August is wild blackberry picking time—that is WILD blackberries. These you just don’t go down to the local fruit market, grab a pint of em and head back home, and eat them plain or in a pie.

No, wild blackberry picking means heading to the Northern woods of Wisconsin.  And there in the thick of the woods you begin your search of these pungent but delicious berries. You have to dress right because the brambles you fight through to get them are treacherous.  The thorns are so piercing they’ll grab your cap and take it right off your head and then the briars get twisted in your hair and it’s an awful time and a big ouch. Usually “pros” at wild blackberry picking will tie a plastic five quart pail around their waste so they can carefully grab the briars with one hand and pick the berries off with the other.

You need to wear jeans and a jean jacket.  That is the only cloth that the dreadful briars can not penetrate. Yet, in spite of the jean jacket, when you stretch through the briars to grab a handful of these berries you do expose your arms at times and those thorns manage to make some ugly scratches. 

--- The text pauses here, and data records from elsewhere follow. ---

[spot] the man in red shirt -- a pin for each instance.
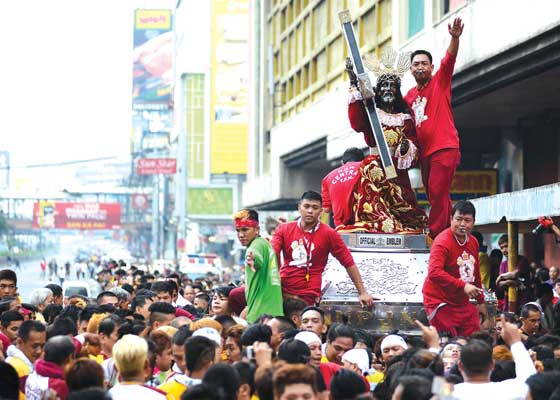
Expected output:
(306, 244)
(454, 277)
(338, 186)
(430, 102)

O yes, you need to watch for black bears, because they like them just as much as you. You have to be quite diplomatic with them, especially the mother bears, they just don’t like it when you get too close to their cubs. They will flee if they hear you coming so it is best not to surprise them.  The “pros” usually keep talking to each other or play a small radio to alert the bears.

One nice thing about the bears is that they will often get there before you and have their fill.  They leave some nice paths through the briars, making it easier to move through the blackberry thickets.   

Folks today aren't always aware of the true origin of things. Like some believe milk comes from a bottle, not a cow. And these same folks don't think you can go out and picks these wonderful berries in the wild. They'll argue with you, "You buy these at the supermarket!" Oh but there are wild berries. Wild blackberries come from God’s country, places like the woods of Northern Wisconsin. And no machine picked them, “pros” do.

And here are some of the signs that a “pro” has been picking them.  Don’t look at the clothes they are wearing.  Usually they come home, take a shower and then display their berries.  If you still can’t see the signs, look at their fingers, the tips will be a dark purplish red.

Yes, you can argue that they may have just rubbed their hands in the berries after they got home from the market. Uh uh.  Look closer at their hands and arms.  See the scratches?  No one in their right mind is going to go down to the market, pick up a pint of blackberries and then scratch up their arms on the way home. Not on your life.Those scratches are the mark of a pro.

You still want to argue the point. Go right ahead and make your pie and then invite over a “pro.”  They’ll take one taste of your pie and say, “no way!”  They know the difference. Only the “pro” knows that very unique taste of a wild blackberry pie.  And chances are, with all their skepticism a pro is never going to invite them over for a fresh piece of blackberry pie and coffee.  How tragic.  They will never have the chance to taste the difference.